Operating profit in the second quarter totaled 396 million euros, or $542.5 million, up 9.5 percent compared with the same period last year and with an operating margin of 19.2 percent. In the first half, operating profit was up 4.7 percent to 666 million euros, or $912.4 million.
In the second quarter, the group’s wholesale division reported a 6.2 percent rise at current exchange to 935 million euros, or $1.28 billion.
The retail division posted sales of 1.12 billion euros, or $1.53 billion, a 1.1 percent drop at current exchange, but a 4.3 percent rise at constant exchange rates.
In the second quarter, Luxottica generated positive free cash flow of 321 million euros, or $440 million, compared with 200 million euros, or $260 million.

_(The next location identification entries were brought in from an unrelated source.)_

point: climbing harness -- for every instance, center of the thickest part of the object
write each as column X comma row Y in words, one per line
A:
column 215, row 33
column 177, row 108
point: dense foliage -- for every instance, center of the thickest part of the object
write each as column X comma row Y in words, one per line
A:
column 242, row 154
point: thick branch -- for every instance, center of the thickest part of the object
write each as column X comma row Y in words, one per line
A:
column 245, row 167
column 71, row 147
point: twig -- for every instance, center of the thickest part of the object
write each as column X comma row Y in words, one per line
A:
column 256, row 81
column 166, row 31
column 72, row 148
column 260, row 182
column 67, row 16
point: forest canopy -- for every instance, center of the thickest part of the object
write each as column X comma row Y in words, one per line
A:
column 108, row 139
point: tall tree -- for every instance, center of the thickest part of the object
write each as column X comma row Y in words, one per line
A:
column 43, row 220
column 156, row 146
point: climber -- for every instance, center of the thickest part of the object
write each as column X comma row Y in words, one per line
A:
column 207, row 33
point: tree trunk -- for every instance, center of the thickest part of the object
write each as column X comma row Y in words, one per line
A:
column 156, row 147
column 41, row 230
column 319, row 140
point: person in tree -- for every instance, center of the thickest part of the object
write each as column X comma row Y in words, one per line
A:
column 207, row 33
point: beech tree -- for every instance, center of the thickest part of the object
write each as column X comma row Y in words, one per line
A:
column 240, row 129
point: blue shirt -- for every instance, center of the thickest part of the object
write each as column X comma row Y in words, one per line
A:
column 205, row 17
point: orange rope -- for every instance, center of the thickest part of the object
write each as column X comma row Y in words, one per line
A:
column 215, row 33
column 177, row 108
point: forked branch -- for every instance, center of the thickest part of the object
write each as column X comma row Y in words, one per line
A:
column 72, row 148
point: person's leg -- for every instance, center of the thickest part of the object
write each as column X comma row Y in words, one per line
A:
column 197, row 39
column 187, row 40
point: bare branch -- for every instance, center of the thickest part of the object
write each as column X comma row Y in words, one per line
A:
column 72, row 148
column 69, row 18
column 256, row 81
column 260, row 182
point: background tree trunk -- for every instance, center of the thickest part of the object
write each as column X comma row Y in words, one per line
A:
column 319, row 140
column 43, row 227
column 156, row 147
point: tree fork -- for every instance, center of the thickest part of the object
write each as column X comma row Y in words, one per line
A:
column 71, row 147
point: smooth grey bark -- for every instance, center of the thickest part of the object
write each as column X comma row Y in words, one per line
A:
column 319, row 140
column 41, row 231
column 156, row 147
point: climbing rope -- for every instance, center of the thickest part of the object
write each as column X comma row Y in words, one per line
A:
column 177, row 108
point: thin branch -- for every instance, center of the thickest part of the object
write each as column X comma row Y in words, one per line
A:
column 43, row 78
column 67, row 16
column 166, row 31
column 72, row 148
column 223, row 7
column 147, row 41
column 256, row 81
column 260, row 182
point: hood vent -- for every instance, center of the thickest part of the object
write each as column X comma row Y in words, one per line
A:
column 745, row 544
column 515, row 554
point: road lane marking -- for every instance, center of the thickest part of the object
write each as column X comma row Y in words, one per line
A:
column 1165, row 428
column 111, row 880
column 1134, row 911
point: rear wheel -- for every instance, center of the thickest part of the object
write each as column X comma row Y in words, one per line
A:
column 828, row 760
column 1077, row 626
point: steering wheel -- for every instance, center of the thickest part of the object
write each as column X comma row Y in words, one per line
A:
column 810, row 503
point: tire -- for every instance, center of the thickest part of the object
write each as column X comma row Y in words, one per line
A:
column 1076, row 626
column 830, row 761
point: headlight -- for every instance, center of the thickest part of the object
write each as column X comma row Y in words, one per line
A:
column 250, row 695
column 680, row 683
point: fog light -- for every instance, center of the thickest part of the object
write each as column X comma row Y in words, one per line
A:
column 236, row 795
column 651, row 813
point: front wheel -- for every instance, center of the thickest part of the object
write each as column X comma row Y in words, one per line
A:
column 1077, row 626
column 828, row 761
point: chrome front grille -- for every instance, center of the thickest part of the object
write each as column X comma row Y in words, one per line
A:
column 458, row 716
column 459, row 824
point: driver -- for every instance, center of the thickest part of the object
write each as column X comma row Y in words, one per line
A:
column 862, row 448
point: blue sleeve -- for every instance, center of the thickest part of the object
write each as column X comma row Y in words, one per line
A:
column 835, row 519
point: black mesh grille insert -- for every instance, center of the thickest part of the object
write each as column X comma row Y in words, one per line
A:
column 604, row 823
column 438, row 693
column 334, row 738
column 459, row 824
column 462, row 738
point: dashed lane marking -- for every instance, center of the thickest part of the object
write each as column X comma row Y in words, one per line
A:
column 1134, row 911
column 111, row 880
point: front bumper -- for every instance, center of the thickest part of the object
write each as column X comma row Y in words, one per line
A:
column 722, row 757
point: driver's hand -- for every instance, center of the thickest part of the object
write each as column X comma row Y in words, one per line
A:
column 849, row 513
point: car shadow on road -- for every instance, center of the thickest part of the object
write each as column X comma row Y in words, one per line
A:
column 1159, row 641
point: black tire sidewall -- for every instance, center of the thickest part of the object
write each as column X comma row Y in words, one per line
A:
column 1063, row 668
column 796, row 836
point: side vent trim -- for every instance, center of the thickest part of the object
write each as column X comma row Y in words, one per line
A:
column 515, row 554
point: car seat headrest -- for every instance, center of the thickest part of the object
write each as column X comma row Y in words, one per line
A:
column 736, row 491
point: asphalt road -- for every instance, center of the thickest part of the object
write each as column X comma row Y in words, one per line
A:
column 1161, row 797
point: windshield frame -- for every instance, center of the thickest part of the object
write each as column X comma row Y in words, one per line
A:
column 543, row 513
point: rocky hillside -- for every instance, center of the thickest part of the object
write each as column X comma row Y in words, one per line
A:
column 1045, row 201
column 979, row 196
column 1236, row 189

Guerra said the group’s free cash flow continues to improve, “consolidating our ability to seize growth opportunities wherever they happen to be.” He said the start to the third quarter “confirms a solid and well-balanced growth trend across all businesses and markets.” In light of the pace of the group’s expansion, Guerra said he expected “a good performance,” and that he faced the next quarter “serene and optimistic,” having laid the groundwork for “even more robust growth.”
Asked about the possibility of further expanding Luxottica’s stable of brands, he cited expectations for the new license with Michael Kors starting in January and said that the group on Thursday renewed its licensing agreement with Chanel through Dec. 31, 2018, further renewable until the end of Dec. 2020. The deal was first inked in 1999.
Questioned about customers looking at more niche brands and personalization, Guerra said that “anything that is customized makes sense today,” and that Ray-Ban and Oakley, for example, offered personalized eyewear — from the lenses to the cases — on their respective Web sites that is shipped in three days. “It’s an evolution and we all work on the interpretation of a personalized world,” said Guerra.
After paying dividends of 308 million euros, or $422 million, in the second quarter, net debt at the end of June stood at 1.42 billion euros, or $1.94 billion, compared with 1.46 billion euros, or $1.92 billion, at the end of 2013.